Personne ne veut payer les artistes pour leur travail, tout en étant à la fois persuadé que tous les artistes se font « la masse de thunes » avec leurs œuvres. (Si vous pensez ça, vous êtes stupides, désolés). Tout comme les gens sont persuadés que vous ne pourrez jamais gagner votre vie en étant écrivain, et en même temps, que vous devenez riches dès que vous êtes publiés. Des contradictions qui me donnent mal à la tête.
Il faut ouvrir les yeux sur les conditions du métier.
Auteur est un métier précaire.
Seule une minorité d’auteurs vivent de leur plume. Selon des études, une très faible proportion des auteurs en France parvient à vivre exclusivement de leurs romans. La majorité des écrivains exercent une autre activité professionnelle en parallèle.
En 2019, un rapport de la Société des Gens de Lettres indiquait que les revenus annuels moyens d’un auteur se situaient autour de 9 000 € par an (je pense que beaucoup d’auteurs sont bien en dessous de ce chiffre, mais soit). Pour que vous vous rendiez bien compte, le SMIC, à l’année, c’est 16 784,32 €. On est bien en dessous.

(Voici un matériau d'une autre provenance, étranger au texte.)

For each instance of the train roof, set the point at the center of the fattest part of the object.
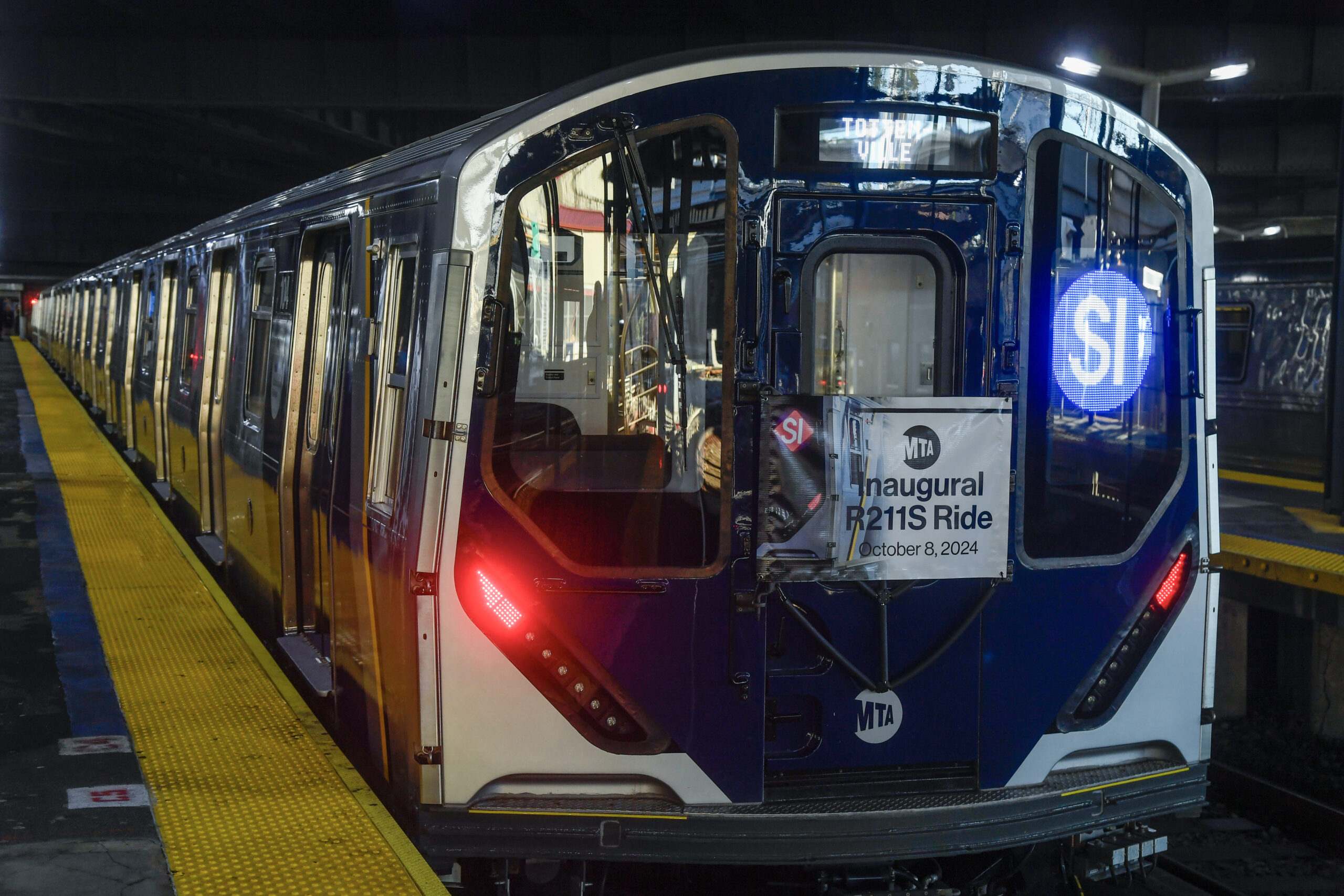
(515, 123)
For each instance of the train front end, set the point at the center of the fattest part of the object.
(832, 479)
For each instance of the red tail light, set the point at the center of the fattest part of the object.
(1171, 585)
(496, 601)
(537, 644)
(1136, 642)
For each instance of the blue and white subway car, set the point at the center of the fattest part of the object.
(783, 456)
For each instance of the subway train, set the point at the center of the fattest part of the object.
(790, 456)
(1273, 321)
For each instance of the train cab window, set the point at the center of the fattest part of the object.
(1234, 340)
(875, 318)
(258, 336)
(605, 442)
(390, 364)
(187, 361)
(1104, 440)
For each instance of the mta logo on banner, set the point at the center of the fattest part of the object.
(1102, 340)
(879, 716)
(793, 430)
(922, 448)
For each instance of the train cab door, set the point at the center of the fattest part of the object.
(210, 433)
(891, 307)
(320, 331)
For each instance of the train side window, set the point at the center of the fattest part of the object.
(147, 343)
(258, 336)
(390, 363)
(187, 361)
(1104, 441)
(324, 289)
(1234, 342)
(611, 450)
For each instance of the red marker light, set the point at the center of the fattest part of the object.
(496, 601)
(1172, 583)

En règle générale, un auteur touche environ 8 % à 12 % du prix de vente hors taxe de son livre pour les éditions papier. (Donc entre 1 et 3 euros par livres).
C’est sans parler du statut d’artiste auteur, duquel dépendent les écrivains, qui ne leur apportent aucune sécurité. Mais je ne vais pas vous assommer avec ça, passons à quelque chose d’un peu plus fun…
Top 5 des pires clichés sur les écrivains

Comme j’étais curieuse, j’ai récolté les clichés sur les écrivains qui ressortent le plus.
N° 1 « Les écrivains sont toujours inspirés ». Les écrivains sont-ils constamment envahis par des éclairs de génie et des idées brillantes ? Pas vraiment. En réalité, il y a des jours où l’on passe sa matinée à fixer sa feuille blanche, sans que rien ne vienne.
N° 2 « Les écrivains ne font jamais de fautes d’orthographe, de grammaire, de conjugaison… ce sont des as de l’orthographe ». Croyez-moi, il n’y a rien de plus faux. Si je vous montrais mes brouillons, vous seriez scandalisés par les erreurs qui s’y trouvent. Mais faire des fautes, c’est normal. Et c’est pour ça qu’il existe le métier de correcteur !
N° 3 « Les écrivains deviennent riches grâce à leurs livres ». Comme je l’ai dit plus haut, beaucoup de gens croient que tous les écrivains gagnent bien leur vie grâce à leurs livres. En fait, très peu d’écrivains vivent exclusivement de leurs écrits.
N° 4 « Les écrivains ne peuvent pas vivre de leur métier ». Celui-ci vient contredire le précédent, la preuve que les gens n’ont aucune idée de quoi ils parlent, la plupart du temps.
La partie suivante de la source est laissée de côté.